Me acerqué, paso a paso. El pueblo temblaba detrás de mí. Podía sentirlo. El juicio mudo en cada mirada. Sabían que era por mí. Y aún así, nadie me detuvo. Nadie me obligó.
Fue elección mía.
—Déjalos ir —susurré.
—Entonces ven.
—Y si no lo hago…
—Arderán.
Una pausa. Una tregua suspendida en el tiempo.
Respiré hondo. Miré a los niños por la ventana. Vi a Linna abrazando a los más pequeños, cantando una tonada que yo mismo le enseñé.
—¿Qué clase de monstruo eres? —murmuré.
Corven sonrió.
—Uno que te ama. Y no olvida.
Di un paso. Y luego otro. Hasta que estuve frente a él.
—¿Contento?
—No aún. Pero lo estaré.
El viaje fue silencioso. No porque no hubiera palabras. Sino porque ninguna de ellas servía.
—¿Pensaste que podías esconderte de mí para siempre? —me dijo una noche, mientras compartíamos una pequeña fogata.
—No quería esconderme. Solo… vivir.
—¿Sin mí?
No respondí.
—¿Sabes cuántos murieron por ayudarte a escapar?
Lo miré con furia.
—¿Sabes cuántos han muerto por quedarme?
Él sonrió como si fuera un juego. Como si nuestras vidas fueran un tablero donde solo él sabía las reglas.
—Pensé en ti cada día, Eirian.
—Yo también —susurré—. Pero no como tú crees.
Al llegar al palacio, todo parecía igual.
El mármol, las columnas, el silencio asesino.
Las habitaciones estaban preparadas. Sábanas limpias. Té de lavanda. Almohadas para mi espalda.
Todo diseñado para hacerme olvidar que era una jaula.
Corven entró la primera noche. Se sentó a mi lado. No me tocó. Solo me miró.

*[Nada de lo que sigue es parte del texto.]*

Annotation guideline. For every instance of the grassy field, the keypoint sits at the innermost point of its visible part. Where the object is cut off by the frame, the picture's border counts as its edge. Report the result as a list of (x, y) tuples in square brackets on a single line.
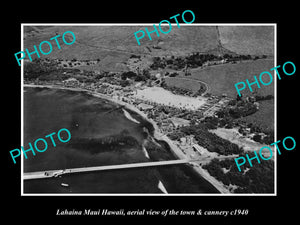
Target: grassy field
[(264, 117), (221, 78)]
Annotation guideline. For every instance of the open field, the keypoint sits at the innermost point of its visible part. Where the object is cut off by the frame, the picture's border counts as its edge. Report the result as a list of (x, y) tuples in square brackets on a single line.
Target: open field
[(162, 96), (118, 42), (264, 117), (221, 78), (182, 83)]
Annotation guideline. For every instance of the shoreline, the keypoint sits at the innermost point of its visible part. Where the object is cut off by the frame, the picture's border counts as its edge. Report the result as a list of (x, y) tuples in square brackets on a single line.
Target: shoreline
[(156, 134)]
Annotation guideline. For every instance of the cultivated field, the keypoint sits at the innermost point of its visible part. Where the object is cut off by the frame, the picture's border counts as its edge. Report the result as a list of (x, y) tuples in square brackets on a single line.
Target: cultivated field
[(182, 83), (221, 78)]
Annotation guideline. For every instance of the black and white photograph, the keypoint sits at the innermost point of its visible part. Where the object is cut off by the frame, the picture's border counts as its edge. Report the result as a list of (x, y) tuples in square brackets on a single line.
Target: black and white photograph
[(162, 117), (133, 113)]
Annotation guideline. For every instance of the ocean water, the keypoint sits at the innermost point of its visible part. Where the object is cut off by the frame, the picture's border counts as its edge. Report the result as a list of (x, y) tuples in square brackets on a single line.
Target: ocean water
[(102, 134)]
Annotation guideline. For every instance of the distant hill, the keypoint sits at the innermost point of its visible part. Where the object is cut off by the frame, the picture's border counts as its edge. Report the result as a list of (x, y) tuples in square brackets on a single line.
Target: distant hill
[(256, 40), (93, 42)]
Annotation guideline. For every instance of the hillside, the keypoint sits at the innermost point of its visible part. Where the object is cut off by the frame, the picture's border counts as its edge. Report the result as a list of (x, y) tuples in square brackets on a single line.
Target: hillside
[(221, 78), (94, 42)]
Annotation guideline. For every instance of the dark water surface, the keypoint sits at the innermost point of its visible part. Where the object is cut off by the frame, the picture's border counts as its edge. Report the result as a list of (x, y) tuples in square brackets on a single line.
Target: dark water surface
[(101, 135)]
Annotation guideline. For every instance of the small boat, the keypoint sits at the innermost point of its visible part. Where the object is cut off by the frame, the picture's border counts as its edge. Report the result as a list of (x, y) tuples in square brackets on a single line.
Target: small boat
[(64, 185)]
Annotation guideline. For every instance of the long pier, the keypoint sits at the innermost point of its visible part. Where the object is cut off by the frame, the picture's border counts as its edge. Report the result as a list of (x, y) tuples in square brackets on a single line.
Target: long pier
[(55, 173)]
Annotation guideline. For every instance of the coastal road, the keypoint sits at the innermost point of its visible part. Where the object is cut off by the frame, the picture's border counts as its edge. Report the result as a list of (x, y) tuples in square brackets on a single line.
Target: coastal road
[(55, 173)]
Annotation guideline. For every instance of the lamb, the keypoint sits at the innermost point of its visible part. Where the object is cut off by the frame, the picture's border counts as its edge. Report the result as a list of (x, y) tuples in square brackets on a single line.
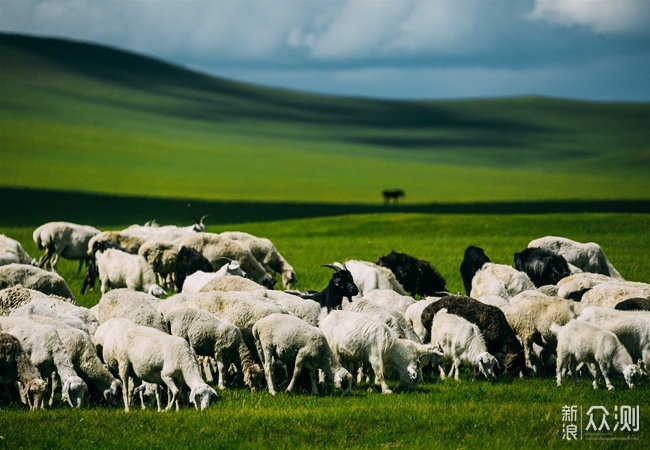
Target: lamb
[(189, 261), (368, 276), (84, 357), (417, 276), (588, 257), (135, 306), (16, 366), (542, 266), (631, 327), (291, 340), (499, 336), (460, 341), (12, 252), (531, 315), (75, 316), (120, 269), (610, 294), (34, 278), (634, 304), (195, 281), (357, 339), (340, 285), (153, 356), (46, 351), (211, 336), (580, 341), (215, 248), (267, 254), (63, 239)]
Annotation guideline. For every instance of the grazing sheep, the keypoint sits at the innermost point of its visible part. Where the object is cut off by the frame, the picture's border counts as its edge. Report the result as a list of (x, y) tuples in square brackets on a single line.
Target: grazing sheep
[(267, 254), (12, 252), (138, 307), (34, 278), (499, 336), (368, 276), (293, 341), (155, 357), (215, 248), (461, 340), (588, 257), (16, 366), (531, 315), (211, 336), (195, 281), (542, 266), (118, 269), (63, 239), (610, 294), (631, 327), (340, 285), (416, 275), (356, 339), (84, 357), (580, 341), (46, 351), (634, 304), (473, 260), (189, 261)]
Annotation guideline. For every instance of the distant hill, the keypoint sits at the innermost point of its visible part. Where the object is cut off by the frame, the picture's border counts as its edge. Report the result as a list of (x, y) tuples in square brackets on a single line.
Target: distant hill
[(84, 117)]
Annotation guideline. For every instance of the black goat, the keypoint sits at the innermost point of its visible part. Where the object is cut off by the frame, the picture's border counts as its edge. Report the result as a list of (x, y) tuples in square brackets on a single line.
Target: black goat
[(473, 260), (415, 275), (189, 261), (340, 285), (542, 266)]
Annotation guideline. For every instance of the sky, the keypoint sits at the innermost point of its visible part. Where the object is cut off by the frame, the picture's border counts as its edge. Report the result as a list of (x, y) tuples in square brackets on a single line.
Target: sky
[(410, 49)]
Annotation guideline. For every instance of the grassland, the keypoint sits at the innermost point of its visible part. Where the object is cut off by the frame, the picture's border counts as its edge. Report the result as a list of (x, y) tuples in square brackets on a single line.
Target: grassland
[(87, 118), (504, 414)]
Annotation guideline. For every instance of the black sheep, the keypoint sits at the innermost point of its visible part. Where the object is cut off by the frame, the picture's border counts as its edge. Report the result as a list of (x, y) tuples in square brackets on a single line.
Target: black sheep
[(634, 304), (473, 260), (415, 275), (542, 266), (499, 336), (189, 261)]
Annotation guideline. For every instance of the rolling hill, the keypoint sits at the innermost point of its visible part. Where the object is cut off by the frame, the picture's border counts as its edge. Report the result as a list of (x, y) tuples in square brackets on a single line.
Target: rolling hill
[(83, 117)]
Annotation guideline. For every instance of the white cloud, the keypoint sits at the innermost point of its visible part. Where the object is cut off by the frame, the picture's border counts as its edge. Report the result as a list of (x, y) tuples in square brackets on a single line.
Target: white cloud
[(602, 16)]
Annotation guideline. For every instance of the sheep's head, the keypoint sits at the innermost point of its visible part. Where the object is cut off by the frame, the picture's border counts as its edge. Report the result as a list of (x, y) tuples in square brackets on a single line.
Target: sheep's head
[(74, 391), (203, 394)]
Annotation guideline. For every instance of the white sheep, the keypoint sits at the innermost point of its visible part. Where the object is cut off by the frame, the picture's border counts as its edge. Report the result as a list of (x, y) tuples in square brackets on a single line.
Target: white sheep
[(461, 340), (267, 254), (579, 341), (120, 269), (293, 341), (12, 252), (195, 281), (210, 336), (63, 239), (46, 351), (15, 366), (356, 339), (155, 357), (531, 314), (34, 278), (138, 307), (631, 327), (368, 276), (587, 256)]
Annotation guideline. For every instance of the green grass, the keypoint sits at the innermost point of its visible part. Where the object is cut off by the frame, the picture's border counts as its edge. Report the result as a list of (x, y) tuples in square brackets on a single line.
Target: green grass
[(84, 117)]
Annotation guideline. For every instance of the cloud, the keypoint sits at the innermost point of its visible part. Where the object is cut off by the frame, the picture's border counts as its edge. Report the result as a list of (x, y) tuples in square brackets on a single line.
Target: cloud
[(602, 16)]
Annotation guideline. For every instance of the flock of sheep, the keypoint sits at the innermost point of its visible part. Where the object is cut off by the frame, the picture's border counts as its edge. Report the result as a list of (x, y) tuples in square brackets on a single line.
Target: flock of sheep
[(562, 307)]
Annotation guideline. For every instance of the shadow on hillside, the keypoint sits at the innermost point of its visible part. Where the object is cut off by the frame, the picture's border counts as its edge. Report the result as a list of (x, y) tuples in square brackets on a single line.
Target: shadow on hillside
[(32, 207)]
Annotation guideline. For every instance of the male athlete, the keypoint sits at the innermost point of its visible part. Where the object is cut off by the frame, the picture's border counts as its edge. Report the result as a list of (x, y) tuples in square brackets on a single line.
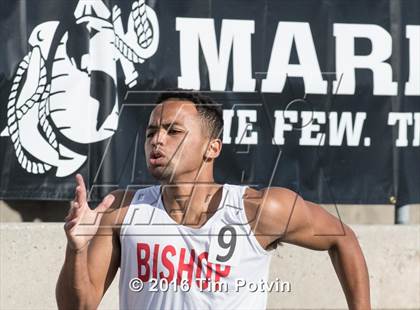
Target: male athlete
[(190, 243)]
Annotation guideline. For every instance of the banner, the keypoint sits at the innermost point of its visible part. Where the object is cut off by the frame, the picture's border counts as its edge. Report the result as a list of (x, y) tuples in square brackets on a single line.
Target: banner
[(322, 97)]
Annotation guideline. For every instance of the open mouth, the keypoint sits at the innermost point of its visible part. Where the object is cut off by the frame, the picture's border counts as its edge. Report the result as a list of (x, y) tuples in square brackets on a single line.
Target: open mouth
[(156, 158)]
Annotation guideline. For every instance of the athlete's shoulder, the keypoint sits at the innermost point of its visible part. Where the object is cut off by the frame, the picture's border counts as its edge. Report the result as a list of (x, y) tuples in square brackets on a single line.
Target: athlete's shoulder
[(270, 207)]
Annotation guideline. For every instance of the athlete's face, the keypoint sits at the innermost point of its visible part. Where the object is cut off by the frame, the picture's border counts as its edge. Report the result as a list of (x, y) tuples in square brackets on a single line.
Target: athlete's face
[(176, 142)]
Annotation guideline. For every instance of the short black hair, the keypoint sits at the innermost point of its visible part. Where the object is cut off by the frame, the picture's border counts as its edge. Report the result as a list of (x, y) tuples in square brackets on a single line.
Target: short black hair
[(210, 111)]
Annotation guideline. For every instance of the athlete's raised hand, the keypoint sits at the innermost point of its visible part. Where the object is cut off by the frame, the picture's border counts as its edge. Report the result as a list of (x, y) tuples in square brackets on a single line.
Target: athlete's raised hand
[(81, 223)]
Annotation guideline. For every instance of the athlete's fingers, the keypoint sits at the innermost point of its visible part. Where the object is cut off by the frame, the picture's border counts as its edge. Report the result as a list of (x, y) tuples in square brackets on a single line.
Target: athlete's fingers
[(105, 203), (74, 212), (70, 224), (81, 191)]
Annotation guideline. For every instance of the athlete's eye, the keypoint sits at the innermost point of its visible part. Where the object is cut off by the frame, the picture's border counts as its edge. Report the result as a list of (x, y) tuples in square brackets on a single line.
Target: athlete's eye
[(173, 131)]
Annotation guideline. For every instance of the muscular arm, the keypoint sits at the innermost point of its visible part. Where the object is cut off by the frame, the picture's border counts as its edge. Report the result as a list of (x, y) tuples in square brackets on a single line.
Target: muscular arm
[(87, 273), (286, 217)]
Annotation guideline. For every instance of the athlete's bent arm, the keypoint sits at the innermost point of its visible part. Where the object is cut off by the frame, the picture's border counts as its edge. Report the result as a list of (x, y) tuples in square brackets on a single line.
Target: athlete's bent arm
[(92, 253), (307, 224)]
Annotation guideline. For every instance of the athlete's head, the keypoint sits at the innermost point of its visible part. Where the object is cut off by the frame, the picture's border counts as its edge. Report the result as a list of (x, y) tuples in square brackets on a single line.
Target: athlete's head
[(183, 137)]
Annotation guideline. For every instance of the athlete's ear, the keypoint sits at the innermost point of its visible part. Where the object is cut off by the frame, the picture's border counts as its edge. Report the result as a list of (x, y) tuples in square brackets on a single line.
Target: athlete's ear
[(213, 150)]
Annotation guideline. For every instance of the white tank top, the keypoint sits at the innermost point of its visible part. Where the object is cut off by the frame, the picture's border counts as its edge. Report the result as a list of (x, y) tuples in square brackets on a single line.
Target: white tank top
[(165, 265)]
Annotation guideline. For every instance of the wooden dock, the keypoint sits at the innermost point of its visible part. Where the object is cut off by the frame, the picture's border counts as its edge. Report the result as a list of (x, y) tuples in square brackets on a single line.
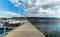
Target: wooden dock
[(25, 30)]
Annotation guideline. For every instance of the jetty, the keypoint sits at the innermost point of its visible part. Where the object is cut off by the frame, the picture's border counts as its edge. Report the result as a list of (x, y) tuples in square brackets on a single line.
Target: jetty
[(25, 30)]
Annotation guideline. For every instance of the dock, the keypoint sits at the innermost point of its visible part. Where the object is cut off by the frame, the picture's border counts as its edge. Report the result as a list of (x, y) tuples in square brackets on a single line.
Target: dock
[(25, 30)]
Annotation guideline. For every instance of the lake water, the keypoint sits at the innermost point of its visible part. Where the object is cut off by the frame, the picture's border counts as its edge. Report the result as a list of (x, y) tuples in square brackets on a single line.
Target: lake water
[(49, 26)]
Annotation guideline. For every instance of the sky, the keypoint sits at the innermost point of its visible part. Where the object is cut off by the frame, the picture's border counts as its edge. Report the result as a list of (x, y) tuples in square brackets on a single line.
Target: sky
[(30, 8)]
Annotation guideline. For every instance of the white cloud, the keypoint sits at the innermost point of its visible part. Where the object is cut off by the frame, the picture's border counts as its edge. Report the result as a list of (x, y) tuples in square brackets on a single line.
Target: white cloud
[(9, 14), (35, 8), (47, 11), (14, 1)]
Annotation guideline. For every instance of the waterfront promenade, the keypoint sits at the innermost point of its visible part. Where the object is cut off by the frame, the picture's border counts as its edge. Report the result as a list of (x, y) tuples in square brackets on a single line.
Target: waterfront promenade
[(25, 30)]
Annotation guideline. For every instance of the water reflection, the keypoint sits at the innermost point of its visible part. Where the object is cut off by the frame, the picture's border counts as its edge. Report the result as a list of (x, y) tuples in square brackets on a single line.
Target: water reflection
[(50, 29)]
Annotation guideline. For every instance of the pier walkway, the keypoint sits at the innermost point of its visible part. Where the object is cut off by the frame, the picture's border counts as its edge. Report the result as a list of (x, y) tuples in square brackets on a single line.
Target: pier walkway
[(25, 30)]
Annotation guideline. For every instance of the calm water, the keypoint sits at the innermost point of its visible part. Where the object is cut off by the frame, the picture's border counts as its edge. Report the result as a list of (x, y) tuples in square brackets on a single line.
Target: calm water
[(49, 26)]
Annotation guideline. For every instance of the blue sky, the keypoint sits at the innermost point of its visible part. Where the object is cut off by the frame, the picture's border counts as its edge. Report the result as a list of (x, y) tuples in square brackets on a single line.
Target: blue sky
[(7, 7), (29, 8)]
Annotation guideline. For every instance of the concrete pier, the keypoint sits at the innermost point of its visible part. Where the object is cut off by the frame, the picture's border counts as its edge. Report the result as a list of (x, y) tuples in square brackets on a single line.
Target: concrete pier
[(25, 30)]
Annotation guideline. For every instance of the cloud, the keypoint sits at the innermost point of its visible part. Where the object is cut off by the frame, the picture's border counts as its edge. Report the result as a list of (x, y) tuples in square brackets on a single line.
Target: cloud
[(9, 14), (40, 8)]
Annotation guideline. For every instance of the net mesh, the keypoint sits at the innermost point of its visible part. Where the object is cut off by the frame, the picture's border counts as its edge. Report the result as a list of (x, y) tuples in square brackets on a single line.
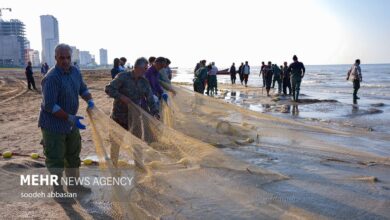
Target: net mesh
[(180, 170)]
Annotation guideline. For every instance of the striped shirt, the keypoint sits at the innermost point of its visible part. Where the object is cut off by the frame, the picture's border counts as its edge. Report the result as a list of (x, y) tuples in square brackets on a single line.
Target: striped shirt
[(60, 90)]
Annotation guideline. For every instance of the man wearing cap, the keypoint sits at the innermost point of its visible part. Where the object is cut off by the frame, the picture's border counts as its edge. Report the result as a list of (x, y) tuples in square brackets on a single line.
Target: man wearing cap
[(297, 72), (355, 75), (130, 87), (153, 76), (127, 88)]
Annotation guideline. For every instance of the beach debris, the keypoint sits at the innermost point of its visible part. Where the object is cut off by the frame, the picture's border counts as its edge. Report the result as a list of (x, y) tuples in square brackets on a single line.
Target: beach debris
[(243, 142), (87, 162), (276, 99), (7, 154), (34, 156), (378, 104), (225, 127), (374, 111), (371, 179)]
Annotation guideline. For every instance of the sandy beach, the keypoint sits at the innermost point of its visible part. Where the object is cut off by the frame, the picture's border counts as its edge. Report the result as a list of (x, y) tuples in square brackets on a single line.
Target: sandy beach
[(321, 169)]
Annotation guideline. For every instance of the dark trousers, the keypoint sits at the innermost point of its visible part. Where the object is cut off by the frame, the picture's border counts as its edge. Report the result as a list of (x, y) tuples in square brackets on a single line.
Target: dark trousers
[(30, 82), (356, 87), (268, 81), (61, 150), (233, 78), (246, 76), (264, 79), (286, 84)]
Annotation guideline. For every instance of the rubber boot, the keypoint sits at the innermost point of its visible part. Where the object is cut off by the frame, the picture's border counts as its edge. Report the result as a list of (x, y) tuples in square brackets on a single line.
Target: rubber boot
[(58, 188), (355, 94), (75, 173)]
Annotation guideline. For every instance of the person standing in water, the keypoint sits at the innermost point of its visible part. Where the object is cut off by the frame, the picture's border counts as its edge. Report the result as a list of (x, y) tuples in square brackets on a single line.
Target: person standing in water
[(233, 73), (245, 72), (355, 75), (297, 71), (262, 72), (268, 73), (240, 73), (277, 78), (286, 79)]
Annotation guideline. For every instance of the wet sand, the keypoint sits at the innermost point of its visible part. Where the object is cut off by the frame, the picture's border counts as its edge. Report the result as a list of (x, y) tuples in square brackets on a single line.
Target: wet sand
[(336, 175)]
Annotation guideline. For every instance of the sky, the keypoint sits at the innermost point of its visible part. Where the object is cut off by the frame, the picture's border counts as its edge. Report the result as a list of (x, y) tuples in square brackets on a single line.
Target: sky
[(186, 31)]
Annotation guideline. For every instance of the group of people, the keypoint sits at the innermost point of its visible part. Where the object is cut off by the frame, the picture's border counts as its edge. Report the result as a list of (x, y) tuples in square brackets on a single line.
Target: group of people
[(205, 75), (145, 85), (243, 72), (287, 76)]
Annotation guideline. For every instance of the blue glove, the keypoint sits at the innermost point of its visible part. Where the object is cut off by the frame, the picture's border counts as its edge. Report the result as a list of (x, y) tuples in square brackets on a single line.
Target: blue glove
[(165, 97), (75, 120), (91, 104)]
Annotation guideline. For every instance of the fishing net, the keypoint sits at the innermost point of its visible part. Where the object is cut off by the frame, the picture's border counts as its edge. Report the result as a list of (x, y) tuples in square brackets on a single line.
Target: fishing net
[(180, 170)]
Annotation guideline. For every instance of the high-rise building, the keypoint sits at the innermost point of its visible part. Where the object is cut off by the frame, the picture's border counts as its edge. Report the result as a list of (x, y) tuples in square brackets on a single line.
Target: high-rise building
[(12, 43), (50, 38), (85, 58), (34, 58), (103, 57), (75, 55)]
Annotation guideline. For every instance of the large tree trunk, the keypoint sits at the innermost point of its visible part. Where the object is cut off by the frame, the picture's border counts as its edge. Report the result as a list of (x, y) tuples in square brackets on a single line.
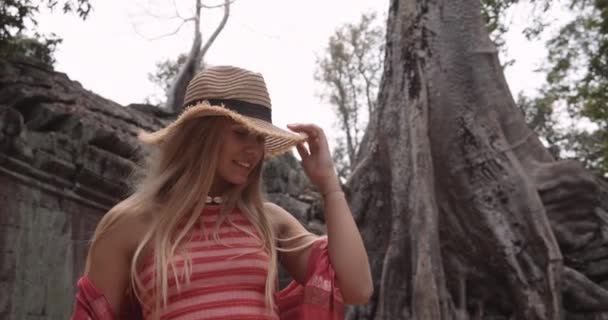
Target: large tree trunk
[(464, 212)]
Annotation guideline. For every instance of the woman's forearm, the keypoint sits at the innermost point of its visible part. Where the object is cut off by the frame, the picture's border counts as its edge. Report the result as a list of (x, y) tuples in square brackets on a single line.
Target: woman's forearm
[(346, 250)]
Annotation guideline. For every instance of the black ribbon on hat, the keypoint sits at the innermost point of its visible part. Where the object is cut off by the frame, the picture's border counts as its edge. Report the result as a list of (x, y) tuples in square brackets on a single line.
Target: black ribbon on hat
[(241, 107)]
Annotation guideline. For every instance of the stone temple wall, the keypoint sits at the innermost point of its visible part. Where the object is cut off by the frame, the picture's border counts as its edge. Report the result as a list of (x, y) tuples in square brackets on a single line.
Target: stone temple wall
[(66, 155)]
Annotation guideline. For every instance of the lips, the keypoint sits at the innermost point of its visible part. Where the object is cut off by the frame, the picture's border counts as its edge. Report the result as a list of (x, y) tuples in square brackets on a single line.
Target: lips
[(243, 164)]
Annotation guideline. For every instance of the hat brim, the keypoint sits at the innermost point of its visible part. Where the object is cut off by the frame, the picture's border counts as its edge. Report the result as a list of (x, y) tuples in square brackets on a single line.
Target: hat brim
[(277, 140)]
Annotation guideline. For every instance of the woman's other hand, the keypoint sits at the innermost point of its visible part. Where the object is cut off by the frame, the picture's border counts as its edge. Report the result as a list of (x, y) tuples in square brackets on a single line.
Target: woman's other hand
[(316, 158)]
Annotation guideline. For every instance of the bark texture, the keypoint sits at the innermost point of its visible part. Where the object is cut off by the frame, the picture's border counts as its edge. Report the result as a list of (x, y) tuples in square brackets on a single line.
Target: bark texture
[(465, 214)]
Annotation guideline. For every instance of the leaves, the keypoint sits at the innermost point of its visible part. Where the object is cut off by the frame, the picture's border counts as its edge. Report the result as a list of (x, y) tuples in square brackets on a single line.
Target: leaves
[(15, 15), (350, 71)]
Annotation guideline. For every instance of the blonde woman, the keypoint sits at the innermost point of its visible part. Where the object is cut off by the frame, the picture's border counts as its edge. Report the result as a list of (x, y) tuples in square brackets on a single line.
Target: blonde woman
[(196, 239)]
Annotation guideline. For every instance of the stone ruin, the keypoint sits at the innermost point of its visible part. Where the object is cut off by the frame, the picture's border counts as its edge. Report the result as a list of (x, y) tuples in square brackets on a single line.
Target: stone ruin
[(66, 155)]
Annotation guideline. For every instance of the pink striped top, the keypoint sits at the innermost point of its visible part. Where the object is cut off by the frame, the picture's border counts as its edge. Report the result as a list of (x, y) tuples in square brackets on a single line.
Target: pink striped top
[(228, 277)]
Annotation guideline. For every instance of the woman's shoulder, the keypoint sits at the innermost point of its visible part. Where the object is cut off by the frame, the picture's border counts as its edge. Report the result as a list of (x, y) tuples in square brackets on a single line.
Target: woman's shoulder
[(122, 229)]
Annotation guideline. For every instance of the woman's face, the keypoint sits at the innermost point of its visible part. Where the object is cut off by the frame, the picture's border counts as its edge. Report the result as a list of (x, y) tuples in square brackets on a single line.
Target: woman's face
[(240, 152)]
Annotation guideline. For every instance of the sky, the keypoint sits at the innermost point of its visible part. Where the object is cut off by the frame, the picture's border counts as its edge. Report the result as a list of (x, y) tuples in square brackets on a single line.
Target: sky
[(111, 53)]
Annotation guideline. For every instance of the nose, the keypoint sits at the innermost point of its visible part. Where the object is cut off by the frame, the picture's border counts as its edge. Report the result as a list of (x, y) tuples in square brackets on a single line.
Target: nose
[(255, 143)]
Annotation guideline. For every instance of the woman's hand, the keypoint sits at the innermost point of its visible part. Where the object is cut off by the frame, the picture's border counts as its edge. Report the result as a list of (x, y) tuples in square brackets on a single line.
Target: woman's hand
[(316, 159)]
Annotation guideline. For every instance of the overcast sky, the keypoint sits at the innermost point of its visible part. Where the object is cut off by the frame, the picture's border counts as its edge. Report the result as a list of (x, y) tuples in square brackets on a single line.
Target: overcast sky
[(110, 54)]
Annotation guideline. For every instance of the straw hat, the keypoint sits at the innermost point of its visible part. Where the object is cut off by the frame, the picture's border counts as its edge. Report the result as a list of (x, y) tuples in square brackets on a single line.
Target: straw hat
[(236, 93)]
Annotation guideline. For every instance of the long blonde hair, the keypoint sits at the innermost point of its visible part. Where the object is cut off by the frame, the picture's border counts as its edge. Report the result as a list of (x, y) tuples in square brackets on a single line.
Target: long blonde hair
[(175, 181)]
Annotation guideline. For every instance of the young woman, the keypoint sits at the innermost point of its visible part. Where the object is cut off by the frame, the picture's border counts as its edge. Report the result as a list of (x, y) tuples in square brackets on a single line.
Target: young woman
[(196, 240)]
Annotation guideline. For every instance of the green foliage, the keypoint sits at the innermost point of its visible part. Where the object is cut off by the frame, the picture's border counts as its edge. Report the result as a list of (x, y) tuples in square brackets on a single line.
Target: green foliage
[(350, 71), (163, 77), (18, 18), (165, 73), (576, 77)]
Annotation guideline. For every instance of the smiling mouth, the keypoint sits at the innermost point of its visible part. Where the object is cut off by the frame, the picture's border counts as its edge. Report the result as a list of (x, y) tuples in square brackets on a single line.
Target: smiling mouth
[(243, 164)]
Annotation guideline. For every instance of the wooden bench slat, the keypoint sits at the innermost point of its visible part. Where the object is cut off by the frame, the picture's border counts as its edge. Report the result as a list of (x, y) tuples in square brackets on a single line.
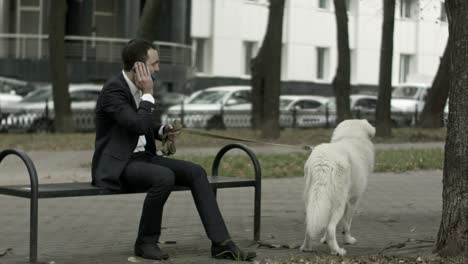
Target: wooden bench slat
[(55, 190)]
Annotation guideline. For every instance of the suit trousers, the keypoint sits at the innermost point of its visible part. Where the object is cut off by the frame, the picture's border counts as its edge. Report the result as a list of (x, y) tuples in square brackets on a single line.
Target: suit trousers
[(157, 176)]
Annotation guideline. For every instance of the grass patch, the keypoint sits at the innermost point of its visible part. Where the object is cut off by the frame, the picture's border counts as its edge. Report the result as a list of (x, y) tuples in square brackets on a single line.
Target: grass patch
[(379, 259), (85, 141), (280, 165)]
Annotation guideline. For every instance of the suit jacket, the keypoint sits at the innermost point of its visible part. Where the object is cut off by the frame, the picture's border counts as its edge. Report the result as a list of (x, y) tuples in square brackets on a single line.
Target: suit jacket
[(119, 123)]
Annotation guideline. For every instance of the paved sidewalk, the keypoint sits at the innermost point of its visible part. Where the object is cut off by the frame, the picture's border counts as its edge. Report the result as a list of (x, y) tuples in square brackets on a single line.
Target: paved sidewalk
[(395, 208), (51, 165)]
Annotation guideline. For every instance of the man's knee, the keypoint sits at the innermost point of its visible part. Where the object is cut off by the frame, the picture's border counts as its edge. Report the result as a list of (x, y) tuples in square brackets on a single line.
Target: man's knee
[(197, 172), (165, 180)]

—Estás más hermoso ahora —dijo—. Más… completo.
—No digas eso.
—¿Por qué no? Vas a darme un heredero. ¿No es eso… lo que el imperio esperaba de ti?
—Este hijo no es tuyo —dije, con un temblor de rabia—. Es mío. Solo mío.
Corven me observó, y en sus ojos no había rabia. Solo algo peor: ternura torcida.
—Te equivocas, flor mía. Todo lo que nace de ti… ya es mío.
Me giré. No quería seguir escuchándolo.
—¿Y si muero al parir?
—No morirás.
—¿Y si quiero hacerlo?
—Entonces te traeré de vuelta.
A veces, por la noche, acaricio mi vientre y le hablo en voz baja.
—No eres prisionero. No como yo.
Te haré libre.
Juro que lo haré.
El invierno está muriendo.
Y con él, las mentiras.
Pero aún no.
Aún no.
Porque a veces… para salvar una vida, hay que entregar la propia.